We can then compute the accuracy of each fold-prediction and report the average accuracy. We are going to use the accuracy_score function provided by the sklearn.metrics for computing the accuracy:

from sklearn.metrics import accuracy_score

# Collect the accuracy scores computed on each fold
scores = list()

for y_indices, y_pred, _, _ in predictions:
    y_true = [label for position, label in enumerate(classes) if position in y_indices]
    scores.append(accuracy_score(y_true, y_pred))

print("Accuracy: {:.2f}".format(sum(scores) / len(scores)))

For any additional technical details about the classification model, please refer to the chopin2 GitHub repository.

Note: A version of chopin2 that makes use of hdlib for building the supervised classification model is provided under the examples folder of the hdlib repository.

Stepwise Feature Selection

The Model class also provides a stepwise_regression method for performing a backward variable elimination or a forward variable selection on the input dataset.

The following example shows how to run the feature selection on the same iris dataset used in the previous section:

# Get the set of features
features = iris.feature_names

# Run the feature selection in backward mode
importance, scores, top_importance, count_models = model.stepwise_regression(
    points,
    features,
    classes,
    method="backward",
    cv=5,
    retrain=5,
    n_jobs=2,
    metric="accuracy",
    threshold=0.6,
    uncertainty=1.0
)

The example above shows how to call the stepwise_regress method in order to run the feature selection with a backward variable elimination technique method="backward".

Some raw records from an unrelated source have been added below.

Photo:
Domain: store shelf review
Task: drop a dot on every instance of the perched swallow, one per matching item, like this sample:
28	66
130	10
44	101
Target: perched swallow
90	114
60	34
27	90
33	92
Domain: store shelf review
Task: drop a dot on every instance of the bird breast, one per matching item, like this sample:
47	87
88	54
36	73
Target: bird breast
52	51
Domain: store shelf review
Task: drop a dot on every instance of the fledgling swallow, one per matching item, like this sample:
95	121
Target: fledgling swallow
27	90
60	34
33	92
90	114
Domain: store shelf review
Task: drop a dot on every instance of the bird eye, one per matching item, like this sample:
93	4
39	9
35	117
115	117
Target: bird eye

Note that every feature selection iteration works by building a Model with a specific subset of features in order to evaluate in cross-validation cv=5 whether the removal of a specific feature affects the accuracy of the model metric="accuracy", and thus assigning an importance score to every feature in the dataset.

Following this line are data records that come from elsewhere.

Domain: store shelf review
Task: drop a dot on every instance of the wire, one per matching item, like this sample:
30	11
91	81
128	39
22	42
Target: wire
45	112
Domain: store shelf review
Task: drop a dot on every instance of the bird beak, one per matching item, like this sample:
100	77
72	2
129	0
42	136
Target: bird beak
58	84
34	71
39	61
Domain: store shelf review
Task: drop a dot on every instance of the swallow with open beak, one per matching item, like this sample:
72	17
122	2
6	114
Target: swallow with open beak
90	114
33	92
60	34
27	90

The method stops running if the accuracy is lower a specific threshold threshold=0.6. It can also consider groups of features equally important based on the best accuracy reached in a specific iteration. Suboptimal models are considered if their accuracy is greater than the best accuracy minus its uncertainty percentage (1% in this case uncertainty=1.0).

As a result, it produces:

• a importance dictionary with the mapping <feature-importance>, where the importance is an integer (the lower the better in case of method="backward"; the higher the better in case of method="forward");
• a score dictionary with a mapping <importance-score> with the average accuracy reached in a specific iteration of the feature selection method (the importance number actually corresponds to a specific iteration);
• the top feature importance;
• and the total amount of models generated during the backward or forward variable elimination process.